Nel tempo, alla riduzione dei mezzi operativi vie-ne a corrispondere, in modo sempre più perentorio, una sempre maggiore concentrazione dell’immagine, sino a giungere agli iceberg di Linea d’orizzonte, tempere al silicone su carta, che si collocano al limite tra visibilità e invisibilità, finitudine e infinito, spazialità luminosa delle superfici e oscurità dei recessi senza fondo.

Dalle parti emerse degli iceberg ci si protende ad ascoltare quel che trascorre al di sotto. La linea d’orizzonte alta pone lo spettatore in corrispondenza  di ciò che è sommerso, di ciò che quietamente sprofonda nelle sconfinate regioni della lontananza, dell’inconoscibile, in cui si inseguono concavità e convessità, in un’ondulata sedimentazione di pieghe.
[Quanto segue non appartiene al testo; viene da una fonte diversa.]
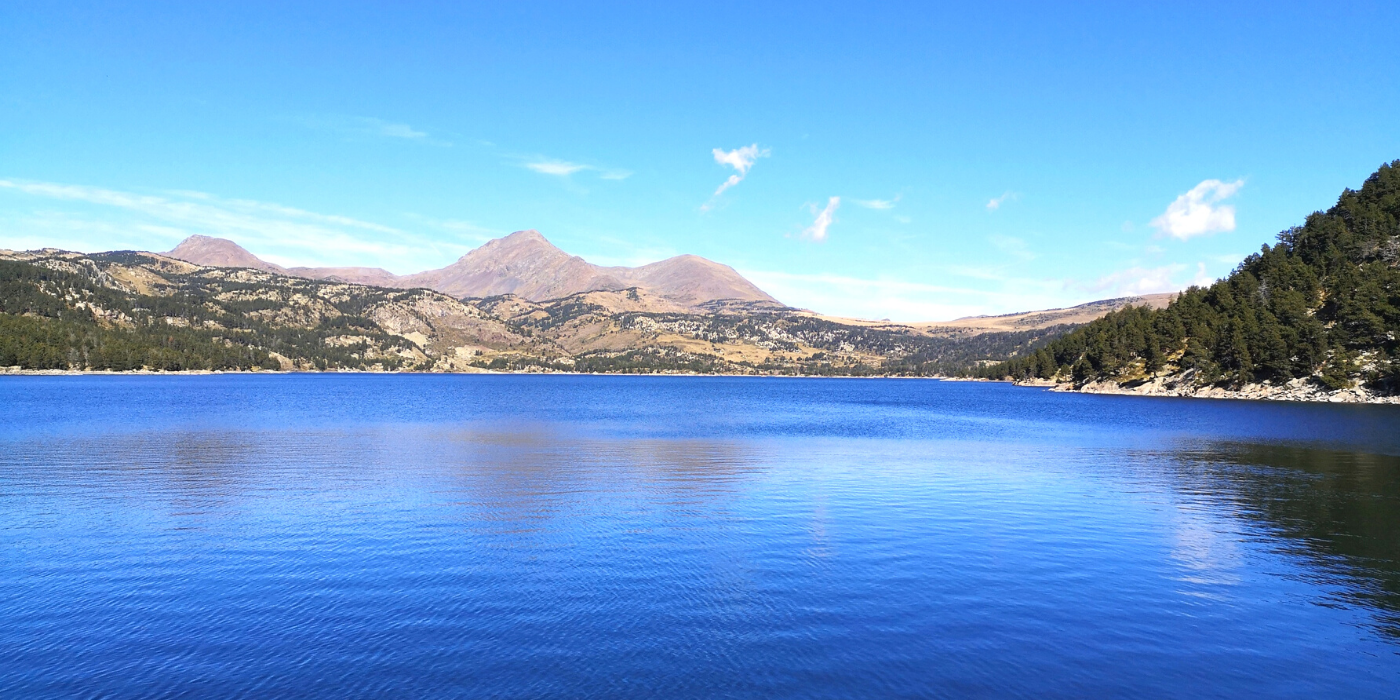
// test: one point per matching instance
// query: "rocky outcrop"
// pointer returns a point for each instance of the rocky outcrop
(522, 263)
(1185, 384)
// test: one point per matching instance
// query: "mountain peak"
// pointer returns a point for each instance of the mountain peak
(219, 252)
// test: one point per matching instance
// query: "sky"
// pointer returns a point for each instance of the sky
(914, 161)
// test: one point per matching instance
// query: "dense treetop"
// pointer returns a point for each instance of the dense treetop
(1322, 303)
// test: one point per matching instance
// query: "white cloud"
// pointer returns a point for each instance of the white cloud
(1200, 212)
(994, 203)
(877, 203)
(97, 219)
(741, 160)
(566, 168)
(370, 126)
(559, 168)
(1148, 280)
(399, 130)
(823, 220)
(1014, 247)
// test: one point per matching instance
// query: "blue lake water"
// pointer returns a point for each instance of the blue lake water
(632, 536)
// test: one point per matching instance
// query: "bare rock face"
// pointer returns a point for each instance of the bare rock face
(693, 280)
(522, 263)
(367, 276)
(219, 252)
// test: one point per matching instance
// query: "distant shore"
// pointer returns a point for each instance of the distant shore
(1164, 387)
(1180, 387)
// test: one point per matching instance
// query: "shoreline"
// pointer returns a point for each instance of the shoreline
(1298, 391)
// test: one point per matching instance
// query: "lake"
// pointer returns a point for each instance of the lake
(665, 536)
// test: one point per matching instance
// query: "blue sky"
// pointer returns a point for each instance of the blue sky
(909, 161)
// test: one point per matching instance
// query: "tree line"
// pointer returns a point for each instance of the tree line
(1322, 303)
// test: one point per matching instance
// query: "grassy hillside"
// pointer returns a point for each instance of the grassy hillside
(1323, 303)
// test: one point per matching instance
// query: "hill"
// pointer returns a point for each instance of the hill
(522, 263)
(1316, 312)
(143, 311)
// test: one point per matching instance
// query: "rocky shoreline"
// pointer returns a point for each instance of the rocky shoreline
(1183, 385)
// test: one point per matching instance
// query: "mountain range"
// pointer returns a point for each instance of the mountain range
(522, 263)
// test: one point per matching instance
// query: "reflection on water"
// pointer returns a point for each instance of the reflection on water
(1339, 508)
(616, 536)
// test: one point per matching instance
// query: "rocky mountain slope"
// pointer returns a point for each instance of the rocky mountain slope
(522, 263)
(1318, 312)
(146, 311)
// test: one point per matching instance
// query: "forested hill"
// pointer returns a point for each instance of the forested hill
(1322, 305)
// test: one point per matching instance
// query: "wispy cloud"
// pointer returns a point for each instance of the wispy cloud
(557, 168)
(741, 160)
(1148, 280)
(1012, 247)
(363, 126)
(823, 220)
(994, 203)
(566, 168)
(877, 203)
(98, 219)
(1200, 210)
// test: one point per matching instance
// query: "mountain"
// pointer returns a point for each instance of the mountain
(522, 263)
(219, 252)
(1046, 318)
(1318, 310)
(126, 311)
La moltiplicazione seriale degli iceberg, di dimensioni estremamente varie, senza cesure di spazi bianchi, senza silenzi a separare l’uno dall’altro,  crea un teatro mobilissimo, tra differenza e ripetizione, con una felice successione ritmica di colori e di toni che si modula in mille variazioni sia nella parte emersa sia in quella che si inabissa. Compresse e avviluppate, piega su piega, le masse sommerse, quasi un concentrato del mondo, sembrano suscettibili di espandersi potenzialmente all’infinito, nel centro stesso dell’abisso.

A un’altezza di m 2,03 si pone, appunto, la linea dell’orizzonte, frontiera e limite della visione e della conoscenza, linea di confine tra la lontananza del passato e l’assolutamente ignoto del futuro,  nell’aleatorietà del nostro essere viventi.

Ma più lo sguardo torna a percorrerla, facendo tutto il giro delle pareti, più si lascia prendere dalle pulsazioni dinamiche, dal puro ritmo delle forme e dei colori. Quello che resta alla fine è un senso di gioia, la gioia pura, senza ragione, che nasce dalla felicità delle immagini.